Today’s program is a portrayal in story and song of a far-away place, an island in the cold North Atlantic, molding centuries-old traditions with modern commerce and ways. It’s a gather-round time to learn of Newfoundland’s people and place, over time and now, presented by Tony Oxford, a sixth generation Newfoundlander, fisherman, teacher and former mayor, guitarist and story-teller.
Newfoundland: an almost mythical place in earlier years, now a living laboratory for understanding plate tectonics, recently a refuge for getting through the immediate horror of 9-11. Questions tumble out, like:
- If fishing is gone? Are Atlantic coast-line villages prospering, keeping their quality?
- Is plate tectonics real? How do we know?
- How do we explain the extraordinary response on 9-11 when Gander’s 10,000 residents coped so fully, so quickly, when 38 planes carrying 6800 passengers and crew abruptly landed at its airport . . . and stayed for several days?
Tony Oxford, an expert guide for Road Scholar adventures, uses story, song, and his ever-present guitar to present his home region, past and present. The “national ditty” of Newfoundland says it well:
“The sea, oh the sea, the wonderful sea
Thank God we’re surrounded by water . . .”

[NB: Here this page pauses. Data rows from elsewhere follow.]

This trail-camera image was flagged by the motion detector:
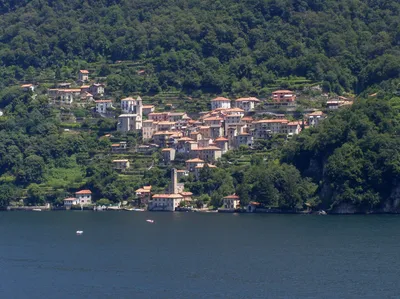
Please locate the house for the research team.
[47,88,81,105]
[214,137,229,154]
[272,90,296,104]
[135,186,151,205]
[21,84,35,92]
[143,105,155,115]
[252,119,289,139]
[81,91,93,102]
[78,70,89,82]
[121,97,143,116]
[148,168,186,212]
[168,112,187,122]
[190,146,222,162]
[111,141,127,153]
[142,120,157,140]
[185,158,205,172]
[176,169,189,180]
[194,164,217,180]
[235,133,253,147]
[225,114,242,134]
[57,82,71,88]
[211,97,231,110]
[75,190,92,205]
[307,111,325,127]
[94,100,113,114]
[153,131,180,147]
[222,194,240,210]
[147,112,169,121]
[64,197,79,208]
[235,97,260,112]
[161,148,175,164]
[89,83,105,97]
[148,194,183,212]
[157,121,175,131]
[117,114,142,133]
[326,101,341,110]
[112,159,130,170]
[287,121,301,136]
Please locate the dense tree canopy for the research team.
[283,97,400,211]
[0,0,400,93]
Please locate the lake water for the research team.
[0,211,400,299]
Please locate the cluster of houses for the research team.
[64,190,92,209]
[104,90,334,172]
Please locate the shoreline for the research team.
[4,206,400,216]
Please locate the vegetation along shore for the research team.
[0,0,400,214]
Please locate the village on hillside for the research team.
[21,70,353,212]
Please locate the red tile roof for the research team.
[211,97,231,102]
[186,158,204,163]
[224,194,239,199]
[235,97,260,102]
[214,137,229,141]
[75,189,92,194]
[152,194,183,198]
[272,90,293,94]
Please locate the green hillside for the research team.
[0,0,400,94]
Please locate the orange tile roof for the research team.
[152,194,183,198]
[75,189,92,194]
[254,119,289,123]
[272,90,293,94]
[204,117,223,121]
[186,158,204,163]
[135,188,151,193]
[211,97,231,102]
[235,97,260,102]
[195,164,218,168]
[224,194,239,199]
[180,192,193,196]
[214,137,229,141]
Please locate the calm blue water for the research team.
[0,211,400,299]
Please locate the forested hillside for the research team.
[0,0,400,94]
[282,97,400,212]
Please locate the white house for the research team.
[78,70,89,82]
[211,97,231,110]
[64,197,79,207]
[222,194,240,209]
[307,111,325,127]
[117,114,142,132]
[121,97,143,115]
[112,159,130,170]
[148,194,184,212]
[21,84,35,92]
[89,83,105,96]
[235,97,260,112]
[75,190,92,205]
[95,100,112,113]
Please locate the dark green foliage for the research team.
[0,0,400,94]
[283,98,400,211]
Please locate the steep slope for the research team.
[0,0,400,93]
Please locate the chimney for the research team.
[170,168,178,194]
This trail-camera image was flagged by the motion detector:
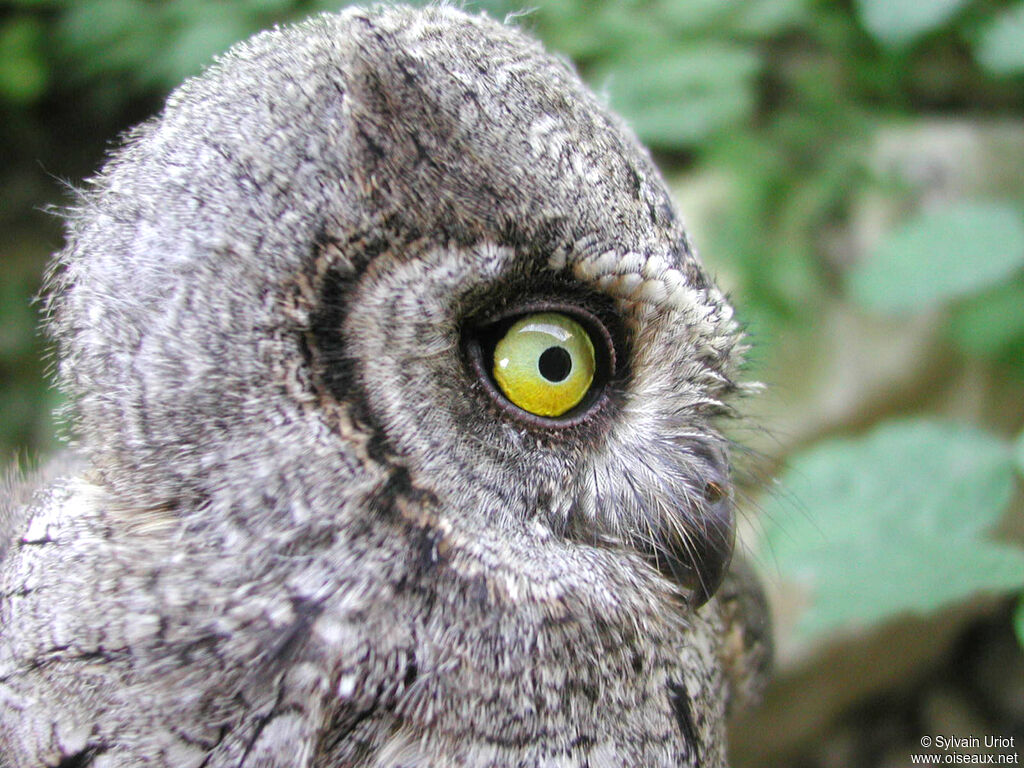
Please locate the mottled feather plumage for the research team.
[0,7,763,768]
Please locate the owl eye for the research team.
[493,312,597,418]
[462,300,617,429]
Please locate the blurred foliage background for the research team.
[0,0,1024,766]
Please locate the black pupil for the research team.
[537,347,572,382]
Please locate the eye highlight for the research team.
[492,312,597,418]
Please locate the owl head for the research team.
[50,7,742,604]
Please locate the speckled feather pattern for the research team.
[0,6,764,768]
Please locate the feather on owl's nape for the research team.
[0,7,766,768]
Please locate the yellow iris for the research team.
[494,312,595,417]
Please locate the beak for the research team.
[651,482,736,608]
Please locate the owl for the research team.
[0,6,768,768]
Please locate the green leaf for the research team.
[848,203,1024,313]
[0,16,49,103]
[949,280,1024,357]
[761,420,1024,636]
[974,3,1024,75]
[1014,597,1024,649]
[596,43,760,147]
[857,0,967,48]
[1016,432,1024,474]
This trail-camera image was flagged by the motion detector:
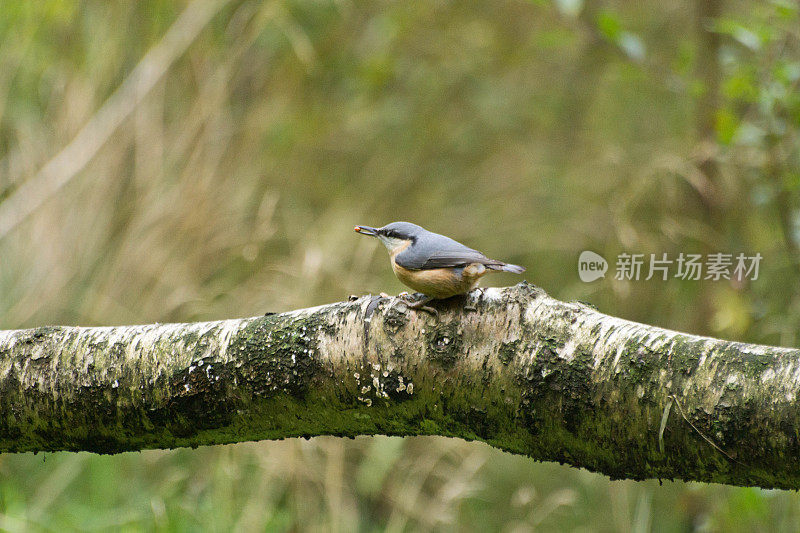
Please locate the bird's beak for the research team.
[353,226,378,237]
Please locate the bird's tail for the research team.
[486,261,525,274]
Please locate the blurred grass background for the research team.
[0,0,800,532]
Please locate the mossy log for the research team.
[0,283,800,489]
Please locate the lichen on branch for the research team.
[0,283,800,489]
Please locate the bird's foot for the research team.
[399,293,439,318]
[464,287,484,312]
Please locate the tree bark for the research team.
[0,283,800,489]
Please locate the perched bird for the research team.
[355,222,525,309]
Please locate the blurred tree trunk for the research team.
[693,0,725,331]
[0,283,800,489]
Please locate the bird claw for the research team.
[403,295,439,318]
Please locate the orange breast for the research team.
[392,257,486,298]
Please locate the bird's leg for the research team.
[464,287,483,312]
[403,294,439,317]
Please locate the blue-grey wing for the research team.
[395,234,494,270]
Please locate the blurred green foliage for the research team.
[0,0,800,531]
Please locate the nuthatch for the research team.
[355,222,525,309]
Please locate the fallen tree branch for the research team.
[0,283,800,489]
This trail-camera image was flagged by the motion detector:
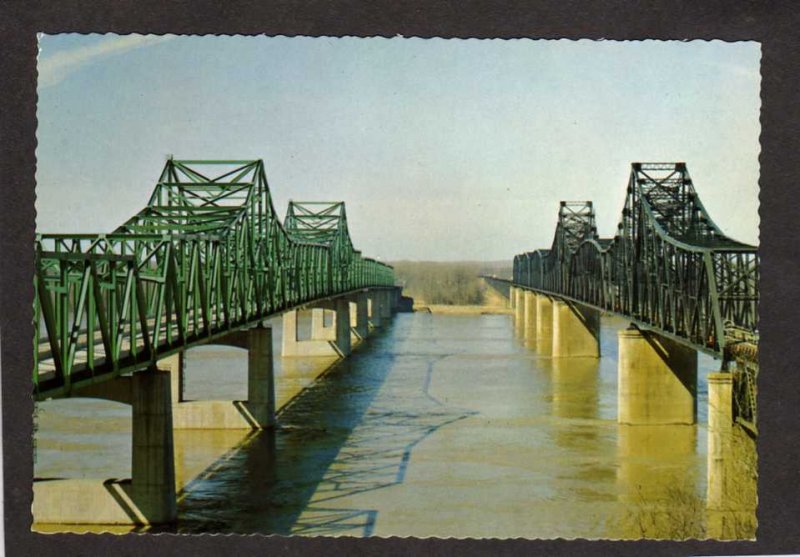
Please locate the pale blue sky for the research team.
[36,35,760,260]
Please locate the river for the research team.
[34,313,755,539]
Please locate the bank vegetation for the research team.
[391,261,512,305]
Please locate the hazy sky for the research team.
[36,34,760,260]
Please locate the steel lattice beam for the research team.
[513,163,759,423]
[33,159,394,399]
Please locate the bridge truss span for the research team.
[33,159,394,398]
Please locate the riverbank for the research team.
[414,303,511,315]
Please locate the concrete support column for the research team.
[157,351,186,403]
[367,291,383,329]
[553,300,600,358]
[389,288,400,315]
[617,328,697,425]
[311,307,336,340]
[522,290,536,340]
[334,298,351,357]
[282,298,350,357]
[514,288,525,324]
[706,372,733,510]
[247,325,275,429]
[378,290,392,321]
[131,369,177,524]
[536,294,553,356]
[350,294,369,341]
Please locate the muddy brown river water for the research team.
[34,313,755,538]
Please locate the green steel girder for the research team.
[33,159,394,399]
[513,163,759,423]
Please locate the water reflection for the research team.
[616,424,704,539]
[32,314,755,538]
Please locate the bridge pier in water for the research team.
[617,328,697,425]
[552,300,600,358]
[535,294,553,356]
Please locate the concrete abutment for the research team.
[552,300,600,358]
[617,328,697,425]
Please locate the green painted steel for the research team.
[513,163,759,429]
[33,159,394,399]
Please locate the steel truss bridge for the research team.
[33,159,394,399]
[513,163,759,426]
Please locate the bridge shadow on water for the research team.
[173,327,471,536]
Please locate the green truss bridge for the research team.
[33,159,394,399]
[484,163,759,432]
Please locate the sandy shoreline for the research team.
[414,303,511,315]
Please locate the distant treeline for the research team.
[391,261,512,305]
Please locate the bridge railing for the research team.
[33,160,394,398]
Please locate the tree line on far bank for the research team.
[391,261,512,305]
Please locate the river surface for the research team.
[35,313,755,539]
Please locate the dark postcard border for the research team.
[0,0,800,556]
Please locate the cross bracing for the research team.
[33,159,394,398]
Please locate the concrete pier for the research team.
[522,290,536,340]
[617,328,697,425]
[706,372,733,511]
[377,290,392,321]
[367,292,383,329]
[131,369,178,524]
[246,326,275,429]
[350,294,369,342]
[706,372,758,539]
[553,300,600,358]
[536,294,553,356]
[311,307,336,340]
[334,298,352,358]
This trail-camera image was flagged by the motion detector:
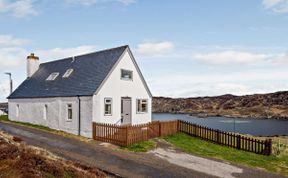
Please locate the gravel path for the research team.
[0,122,282,178]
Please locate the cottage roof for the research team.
[8,45,129,99]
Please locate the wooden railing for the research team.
[93,121,178,146]
[93,120,272,155]
[178,121,272,155]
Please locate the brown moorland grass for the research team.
[0,132,107,178]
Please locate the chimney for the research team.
[27,53,39,78]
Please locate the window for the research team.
[67,104,73,120]
[43,104,48,120]
[121,69,133,80]
[62,69,74,78]
[104,98,112,115]
[16,104,19,117]
[46,72,59,80]
[137,99,148,113]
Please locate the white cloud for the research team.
[0,47,27,70]
[136,41,174,56]
[65,0,136,6]
[0,35,29,46]
[35,45,97,62]
[147,69,288,97]
[0,45,97,70]
[262,0,288,13]
[0,0,38,18]
[192,51,271,64]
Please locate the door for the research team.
[121,97,131,124]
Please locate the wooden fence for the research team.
[178,121,272,155]
[93,120,272,155]
[93,121,178,146]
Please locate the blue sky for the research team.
[0,0,288,101]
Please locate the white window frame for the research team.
[104,98,113,116]
[120,69,133,81]
[66,103,73,121]
[16,104,20,117]
[136,99,148,114]
[46,72,59,81]
[43,104,48,120]
[62,69,74,78]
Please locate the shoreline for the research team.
[152,112,288,121]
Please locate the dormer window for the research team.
[62,69,74,78]
[46,72,59,81]
[121,69,133,80]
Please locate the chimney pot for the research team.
[27,53,39,78]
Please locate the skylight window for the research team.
[62,69,74,78]
[46,72,59,81]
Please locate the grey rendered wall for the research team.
[8,97,92,138]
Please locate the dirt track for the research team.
[0,122,282,178]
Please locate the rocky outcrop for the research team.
[153,91,288,119]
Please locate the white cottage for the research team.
[8,46,152,137]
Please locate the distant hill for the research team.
[153,91,288,119]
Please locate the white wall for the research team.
[93,51,151,124]
[8,97,92,138]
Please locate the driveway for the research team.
[0,122,282,178]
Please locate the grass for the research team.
[164,133,288,176]
[0,115,91,142]
[0,131,107,178]
[122,140,156,152]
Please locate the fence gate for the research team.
[148,121,160,139]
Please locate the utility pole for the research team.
[5,72,13,94]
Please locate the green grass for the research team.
[122,140,156,152]
[0,115,91,142]
[164,133,288,176]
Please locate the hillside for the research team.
[153,91,288,119]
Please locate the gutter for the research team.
[77,95,81,136]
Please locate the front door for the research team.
[121,97,131,124]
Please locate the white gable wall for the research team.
[8,97,92,138]
[93,50,152,124]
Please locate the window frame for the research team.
[62,68,74,78]
[66,103,73,121]
[120,69,133,81]
[104,97,113,116]
[46,72,59,81]
[136,98,148,114]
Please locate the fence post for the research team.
[265,138,272,156]
[158,121,162,137]
[125,126,129,146]
[237,135,241,150]
[92,122,96,140]
[216,130,220,143]
[262,139,272,156]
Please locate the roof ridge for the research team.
[40,45,129,65]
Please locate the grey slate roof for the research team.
[8,46,128,99]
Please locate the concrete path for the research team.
[0,122,281,178]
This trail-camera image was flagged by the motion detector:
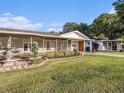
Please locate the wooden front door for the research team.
[79,41,84,52]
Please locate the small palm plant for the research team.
[122,36,124,50]
[32,42,39,57]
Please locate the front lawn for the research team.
[97,52,124,55]
[0,56,124,93]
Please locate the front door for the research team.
[79,41,84,52]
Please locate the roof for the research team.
[60,31,89,40]
[0,28,59,36]
[0,28,89,40]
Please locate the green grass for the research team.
[0,56,124,93]
[97,52,124,55]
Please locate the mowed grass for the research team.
[96,52,124,55]
[0,56,124,93]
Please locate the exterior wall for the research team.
[97,41,105,51]
[71,41,79,51]
[0,36,85,53]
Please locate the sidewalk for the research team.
[85,53,124,57]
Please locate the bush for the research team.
[32,58,42,64]
[32,42,39,57]
[63,51,75,57]
[46,51,75,58]
[21,52,32,57]
[46,52,55,58]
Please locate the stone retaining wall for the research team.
[0,56,82,72]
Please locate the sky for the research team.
[0,0,116,32]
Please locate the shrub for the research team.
[31,42,39,57]
[46,52,55,58]
[63,51,75,57]
[21,52,32,57]
[32,58,42,64]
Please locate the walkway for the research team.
[85,53,124,57]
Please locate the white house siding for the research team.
[97,41,106,51]
[71,40,79,51]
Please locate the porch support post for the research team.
[70,40,73,51]
[56,39,58,52]
[43,37,44,49]
[106,42,109,51]
[61,39,63,51]
[8,35,12,48]
[111,41,112,51]
[30,37,33,51]
[6,35,12,63]
[83,40,86,53]
[66,40,68,51]
[90,40,92,52]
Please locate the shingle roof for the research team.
[0,28,59,36]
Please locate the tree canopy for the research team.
[113,0,124,23]
[63,0,124,39]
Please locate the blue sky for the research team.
[0,0,116,31]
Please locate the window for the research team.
[24,43,29,51]
[47,41,50,50]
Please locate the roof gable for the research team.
[60,31,89,40]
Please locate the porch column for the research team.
[6,35,12,62]
[70,40,73,51]
[111,42,113,51]
[61,39,63,51]
[90,40,92,52]
[106,42,109,51]
[43,37,44,49]
[30,37,33,51]
[66,40,68,51]
[8,35,12,48]
[83,40,86,53]
[56,39,58,52]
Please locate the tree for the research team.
[63,22,79,33]
[32,42,38,57]
[78,23,89,36]
[113,0,124,24]
[89,13,122,39]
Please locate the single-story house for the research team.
[0,28,90,53]
[95,39,123,51]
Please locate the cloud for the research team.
[0,12,43,30]
[109,8,116,14]
[47,28,63,32]
[47,22,63,32]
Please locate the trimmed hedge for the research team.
[46,51,76,58]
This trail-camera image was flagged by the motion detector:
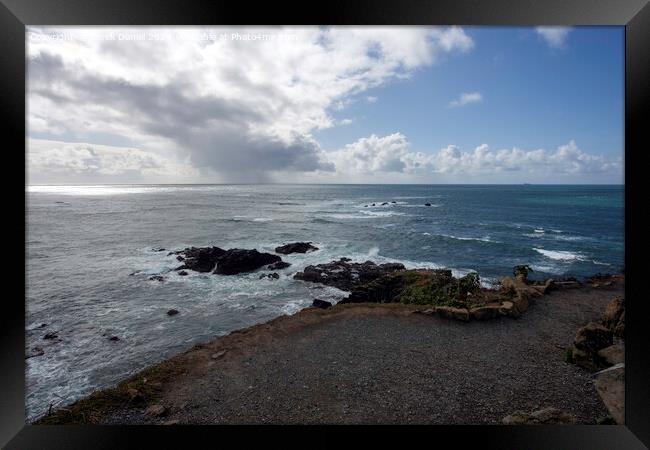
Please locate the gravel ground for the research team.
[105,283,623,424]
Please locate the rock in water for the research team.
[275,242,318,255]
[178,247,226,272]
[266,261,291,270]
[311,298,332,309]
[294,258,404,291]
[214,248,282,275]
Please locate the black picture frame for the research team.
[0,0,650,449]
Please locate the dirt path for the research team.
[95,283,623,424]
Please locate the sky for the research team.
[26,26,624,184]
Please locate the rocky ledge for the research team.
[275,242,318,255]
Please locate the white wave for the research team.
[533,248,584,261]
[359,210,406,217]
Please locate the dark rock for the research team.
[260,272,280,280]
[275,242,318,255]
[214,248,282,275]
[294,258,404,291]
[179,247,226,272]
[574,322,614,353]
[594,364,625,425]
[603,297,625,331]
[25,347,45,359]
[144,405,169,417]
[266,261,291,270]
[502,408,575,425]
[311,298,332,309]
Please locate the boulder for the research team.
[469,302,498,320]
[502,408,575,425]
[574,322,614,353]
[294,258,404,291]
[594,364,625,425]
[266,261,291,270]
[311,298,332,309]
[214,248,281,275]
[598,342,625,366]
[275,242,318,255]
[603,297,625,331]
[614,311,625,338]
[144,405,169,417]
[178,247,226,272]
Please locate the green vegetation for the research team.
[35,354,183,425]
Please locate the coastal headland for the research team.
[36,245,625,425]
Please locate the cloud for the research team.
[535,27,571,48]
[326,133,623,181]
[449,92,483,108]
[27,27,473,181]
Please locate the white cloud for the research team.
[325,133,623,182]
[449,92,483,108]
[27,27,473,181]
[535,27,571,48]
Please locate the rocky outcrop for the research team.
[176,247,226,272]
[214,248,281,275]
[502,408,576,425]
[275,242,318,255]
[173,247,288,275]
[311,298,332,309]
[266,261,291,270]
[566,322,614,371]
[294,258,404,291]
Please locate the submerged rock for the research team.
[311,298,332,309]
[177,247,226,272]
[214,248,282,275]
[294,258,404,291]
[266,261,291,270]
[594,364,625,425]
[174,247,289,275]
[275,242,318,255]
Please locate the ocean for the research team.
[26,185,624,420]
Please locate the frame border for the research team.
[0,0,650,449]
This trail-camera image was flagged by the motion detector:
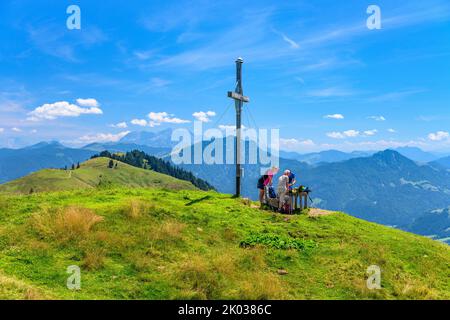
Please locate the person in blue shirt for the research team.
[288,171,297,191]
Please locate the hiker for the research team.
[257,167,278,207]
[277,170,291,211]
[289,170,297,191]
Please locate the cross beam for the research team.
[228,58,250,197]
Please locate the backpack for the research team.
[282,202,291,214]
[269,186,277,199]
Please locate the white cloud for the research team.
[280,138,316,151]
[110,122,128,129]
[281,34,300,49]
[77,98,100,108]
[78,131,130,143]
[327,131,345,139]
[368,116,386,121]
[192,111,216,122]
[148,112,190,127]
[324,113,344,120]
[219,124,246,131]
[344,130,359,138]
[306,87,356,98]
[327,130,360,139]
[364,129,378,137]
[131,119,148,127]
[428,131,450,141]
[27,101,103,121]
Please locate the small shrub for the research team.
[240,233,316,250]
[124,199,144,219]
[179,256,221,299]
[83,248,106,270]
[239,272,286,300]
[31,206,103,241]
[150,221,186,241]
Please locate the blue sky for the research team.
[0,0,450,152]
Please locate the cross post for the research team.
[228,58,250,197]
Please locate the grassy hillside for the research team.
[0,188,450,299]
[0,158,194,194]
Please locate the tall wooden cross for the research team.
[228,58,250,197]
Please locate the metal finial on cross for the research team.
[228,58,250,197]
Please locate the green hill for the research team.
[0,185,450,299]
[0,158,194,194]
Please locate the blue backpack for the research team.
[269,186,277,199]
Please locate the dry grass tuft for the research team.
[149,221,186,241]
[239,271,286,300]
[31,206,103,241]
[82,248,106,270]
[179,256,221,299]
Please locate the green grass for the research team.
[0,188,450,299]
[0,158,194,194]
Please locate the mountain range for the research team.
[0,130,450,239]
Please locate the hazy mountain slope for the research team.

Newfoundland was the first European landfall in North America, by Norsemen 1000 years ago. Ironically, the land first discovered was the last incorporated into Canada, along with Labrador, its northern cousin. We walk the same lands today. Sea and land fit comfortably together. Towns and villages cling energetically to rocky shores, the island center largely desolate. Modern cities and towns flourish. Newfoundland culture thrives. Beloved shoreline communities prosper, looking to people, not fish, for sustenance.
Tony Oxford knows well the stories of his land and people, as we’ll find in his story-telling, music-strumming fashion.